Avon’s legal matters involving the SEC continue

On Behalf of | Sep 10, 2013 | Securities Fraud

Avon has come a long way since its inception. While undoubtedly some of the changes it has encountered along the way are positive for the business, there are likely some that those in charge of the business would prefer go away. One of those things is the bribery probe the Securities and Exchange Commission has been conducting into the business’ operations. The SEC has invested five years and an unknown amount of money looking into the securities matter.

The SEC is trying to determine whether the beauty company violated the Foreign Corrupt Practices Act while trying to obtain licenses to do business in China. More specifically they are looking into whether Avon either gave gifts or money to Chinese officials. Over the course of the last few years other markets have been included in the probe as well.

Recently Avon sought to bring an end to the investigation.
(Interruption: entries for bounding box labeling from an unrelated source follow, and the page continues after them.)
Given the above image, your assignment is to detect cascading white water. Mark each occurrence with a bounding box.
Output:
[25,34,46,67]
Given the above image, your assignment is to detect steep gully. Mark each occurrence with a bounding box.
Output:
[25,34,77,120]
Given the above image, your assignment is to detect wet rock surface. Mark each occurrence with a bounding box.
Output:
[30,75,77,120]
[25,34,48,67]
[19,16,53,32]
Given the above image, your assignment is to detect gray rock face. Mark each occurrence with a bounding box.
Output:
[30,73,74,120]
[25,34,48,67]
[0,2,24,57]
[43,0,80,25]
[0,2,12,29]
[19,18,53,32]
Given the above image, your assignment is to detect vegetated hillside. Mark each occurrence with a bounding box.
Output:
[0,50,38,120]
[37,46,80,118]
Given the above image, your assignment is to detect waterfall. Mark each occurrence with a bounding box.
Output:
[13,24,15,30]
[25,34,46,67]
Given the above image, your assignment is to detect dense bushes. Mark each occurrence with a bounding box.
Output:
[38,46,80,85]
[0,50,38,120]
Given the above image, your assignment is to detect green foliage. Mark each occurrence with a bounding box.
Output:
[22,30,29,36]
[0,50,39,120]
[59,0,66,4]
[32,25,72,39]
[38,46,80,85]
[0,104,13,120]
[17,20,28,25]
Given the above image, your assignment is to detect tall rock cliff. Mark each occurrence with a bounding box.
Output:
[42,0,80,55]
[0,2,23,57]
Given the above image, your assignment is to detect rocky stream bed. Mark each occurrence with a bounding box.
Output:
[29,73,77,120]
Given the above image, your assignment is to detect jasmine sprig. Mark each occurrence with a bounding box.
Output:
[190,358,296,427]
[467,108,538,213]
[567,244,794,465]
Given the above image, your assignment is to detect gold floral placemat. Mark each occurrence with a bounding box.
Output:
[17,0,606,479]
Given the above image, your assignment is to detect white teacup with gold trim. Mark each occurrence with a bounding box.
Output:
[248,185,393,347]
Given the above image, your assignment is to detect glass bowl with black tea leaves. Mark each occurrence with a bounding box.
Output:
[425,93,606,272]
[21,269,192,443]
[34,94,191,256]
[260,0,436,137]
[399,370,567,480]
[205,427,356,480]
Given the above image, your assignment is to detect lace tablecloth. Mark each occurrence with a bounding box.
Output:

It offered the SEC a $12 million settlement. That offer was rejected most likely due to the low amount offered. According to one source, prior to the settlement offer multiple officials with the SEC and the Justice Department indicated that the business should pay at least $100 million.

The business’ new chief executive appears eager to have this investigation compete so it can move forward. This is not surprising when one considers that since 2008, the company has spent at least $340 million on the matter. In addition to an internal investigation, that money has been spent on legal bills. At this time the business is reportedly awaiting a counteroffer from the SEC.

As this case illustrates, incidents involving investigations by the SEC are usually complex and expensive. It is often in the best interest of the business to resolve the matter in a timely manner. Working with lawyers who routinely handle such cases are a part of that solution.